The X-Files #255: Like Water for Octane

"People never see history coming. It kinda just sneaks up on 'em, like when the Chinese bombed Pearl Harbor."
ACTUAL DOCUMENTED ACCOUNT: The Gunmen try to find a suppressed water-powered car.

REVIEW: Finally, an episode that delves into the main characters a little more than usual, even though it's through Jimmy's wacky perspective. The teaser presents us with childhood versions of the three Gunmen - Byers the proud future civil servant, Langley the boy hacker who can't wait to leave his family's dairy farm, and Frohike the diminutive man of action who can beat up kids three times his size and whose dream is of becoming a publisher like Hugh Hefner. To Jimmy, these are American heroes seeking the Truth with a capital "T", and the story kind of bears this out, even though Jimmy isn't too sure about his history. The reality is still a lot more mundane than he would have it and the story begins with Byers on a usually fruitless visit to the Freedom of Information Office. This time, he gets a big box of files, which contains only a cinder block and one (1) heavily-redacted document. If the Gunmen are the epic heroes of Jimmy's imagination, the truth of it lies in their destiny. It's proper that their childhoods were evoked, because the one document contains a reference to a water-powered car Frohike once drove and with which he has always been obsessed. Fate? Well, Yves made sure they got that document; she's manipulating into doing all her dirty work for her, finding the car for an oil company here fronted by future Human Target Mark Valley (because she totally lives in that world). But they do find the farm on which the car is hidden (giving Langley fierce flashbacks), so maybe.

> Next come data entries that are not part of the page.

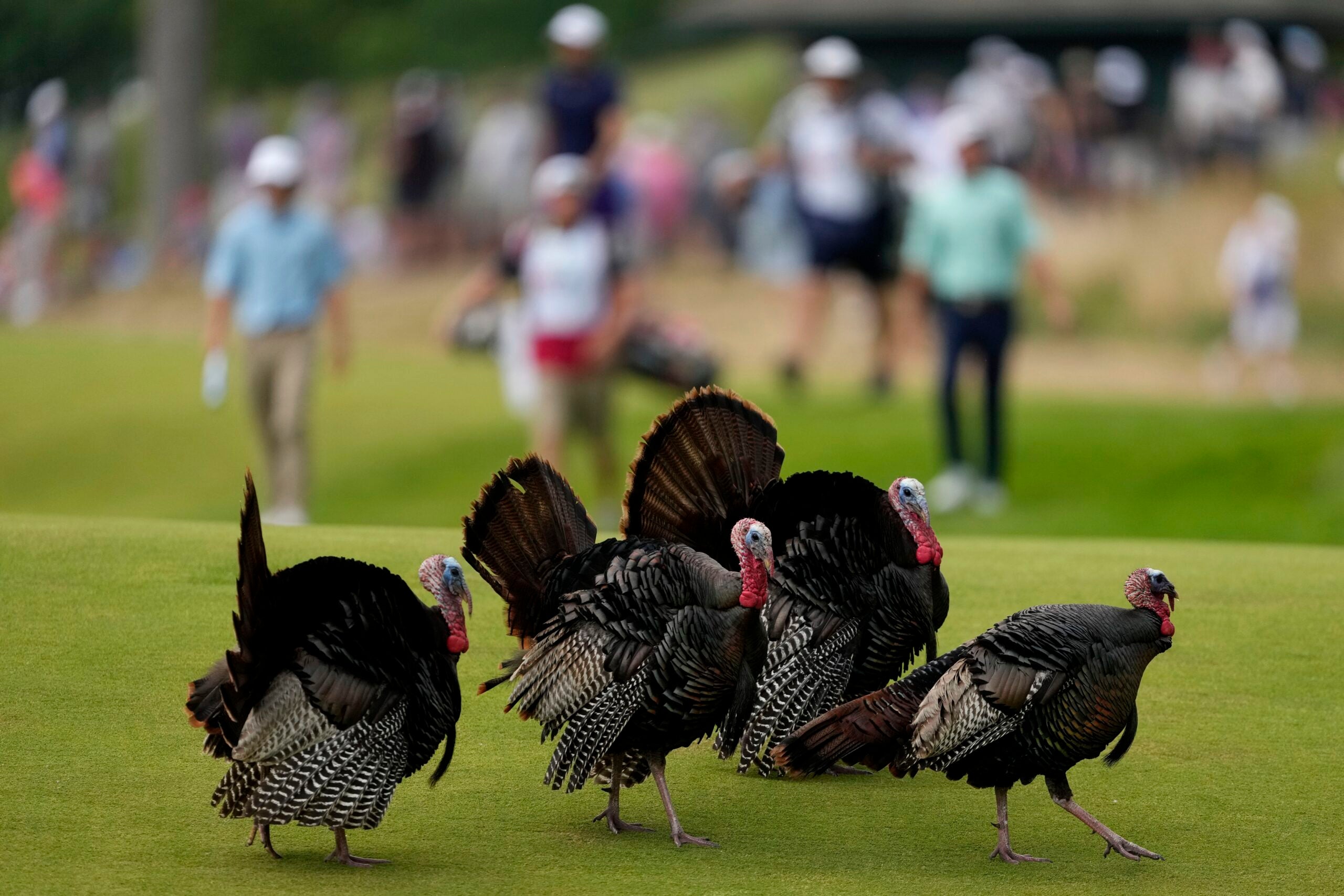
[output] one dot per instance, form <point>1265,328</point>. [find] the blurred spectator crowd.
<point>1088,125</point>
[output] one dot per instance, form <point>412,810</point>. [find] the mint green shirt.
<point>971,234</point>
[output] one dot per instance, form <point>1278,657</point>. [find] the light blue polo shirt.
<point>971,234</point>
<point>275,268</point>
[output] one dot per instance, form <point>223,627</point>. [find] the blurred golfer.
<point>277,268</point>
<point>836,144</point>
<point>577,309</point>
<point>1256,270</point>
<point>582,100</point>
<point>967,241</point>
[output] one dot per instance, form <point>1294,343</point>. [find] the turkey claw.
<point>265,839</point>
<point>682,837</point>
<point>355,861</point>
<point>1129,851</point>
<point>616,825</point>
<point>1011,858</point>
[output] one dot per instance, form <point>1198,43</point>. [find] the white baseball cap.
<point>560,175</point>
<point>1121,77</point>
<point>47,102</point>
<point>577,27</point>
<point>276,162</point>
<point>832,58</point>
<point>963,127</point>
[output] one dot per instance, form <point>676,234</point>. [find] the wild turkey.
<point>634,648</point>
<point>1042,691</point>
<point>859,590</point>
<point>342,684</point>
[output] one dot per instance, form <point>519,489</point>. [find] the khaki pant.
<point>280,374</point>
<point>568,402</point>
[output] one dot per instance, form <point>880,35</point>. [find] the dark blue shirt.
<point>575,100</point>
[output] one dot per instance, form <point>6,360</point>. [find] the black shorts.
<point>863,246</point>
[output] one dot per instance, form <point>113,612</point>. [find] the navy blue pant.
<point>983,327</point>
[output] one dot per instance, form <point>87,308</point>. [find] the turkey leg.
<point>1003,851</point>
<point>1064,797</point>
<point>679,836</point>
<point>265,839</point>
<point>613,806</point>
<point>342,853</point>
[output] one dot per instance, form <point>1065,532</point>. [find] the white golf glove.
<point>214,378</point>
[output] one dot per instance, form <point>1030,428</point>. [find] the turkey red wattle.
<point>927,543</point>
<point>756,558</point>
<point>1139,592</point>
<point>756,583</point>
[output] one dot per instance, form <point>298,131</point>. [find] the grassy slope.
<point>113,426</point>
<point>105,790</point>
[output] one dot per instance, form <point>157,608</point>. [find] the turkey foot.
<point>1128,849</point>
<point>613,805</point>
<point>847,770</point>
<point>342,853</point>
<point>265,839</point>
<point>1064,797</point>
<point>616,824</point>
<point>659,766</point>
<point>1003,851</point>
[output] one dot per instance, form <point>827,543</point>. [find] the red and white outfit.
<point>565,276</point>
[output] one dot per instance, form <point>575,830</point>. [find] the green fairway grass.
<point>112,425</point>
<point>104,789</point>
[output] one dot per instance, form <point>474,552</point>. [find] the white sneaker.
<point>952,489</point>
<point>286,516</point>
<point>991,499</point>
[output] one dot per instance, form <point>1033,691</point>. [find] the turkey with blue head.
<point>342,684</point>
<point>631,648</point>
<point>1038,693</point>
<point>859,590</point>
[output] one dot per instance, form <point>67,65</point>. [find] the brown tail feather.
<point>698,471</point>
<point>872,731</point>
<point>219,699</point>
<point>526,520</point>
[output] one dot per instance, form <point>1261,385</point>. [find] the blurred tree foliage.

The episode is quite a good one for Jimmy too. He gets to prove his usefulness to the group, even if it's mostly as brawn and quick reflexes. And a touch hit and miss. I like that he's got the situation in hand when the Gunmen have a flat, and his accidentally tipping the VW van into a pond is a genuinely amusing moment. Later, he gets to go undercover since he's the only member of the team clean cut enough to pass as military (well, there's Yves, but she's not really on the team), and saves the day at the end by yanking on a bull's... well... you know. His stubborn attempt at digging through rubble to find his friends when he thinks they're trapped under is even kind of touching. He's dumb - he starts off by putting a used coffee filter in the office's shredder - even unlucky, but not absurdly so. That's a step up. This episode dials the pratfalls way down in favor of character-driven humor, whether that's Langley going from king in a computer game to symbolic pauper with his arm up a cow's butt, Byers dragging a cinder block around (a trolling device that returns late), or Frohike's extreme and unwarranted paranoia. Are they teasing a flirtation between Jimmy and Yves as well?

At first I thought it was a misstep that the Gunmen, indeed the entire episode, was against the water-powered car. But the characters may have a point. The existence of a car unaffected by gas availability or prices might mean more cars, more roads, more clear-cutting, and no less oil drilling repurposed to lubricants and plastics. Would it mean MORE pollution in the long run? The arguments are perhaps facetious, I don't know. They strike me as strange, but are at least thought-provoking. At least they don't destroy the tech, just keep it hidden for the moment. So for not bothering with obvious platitudes or the expected removal of agency (the car destroyed in an accident, for example), I'm giving the show some credit.

REWATCHABILITY: High
- The Lone Gunmen's first success! It's funny and character-driven, and doesn't quite go where you think it will.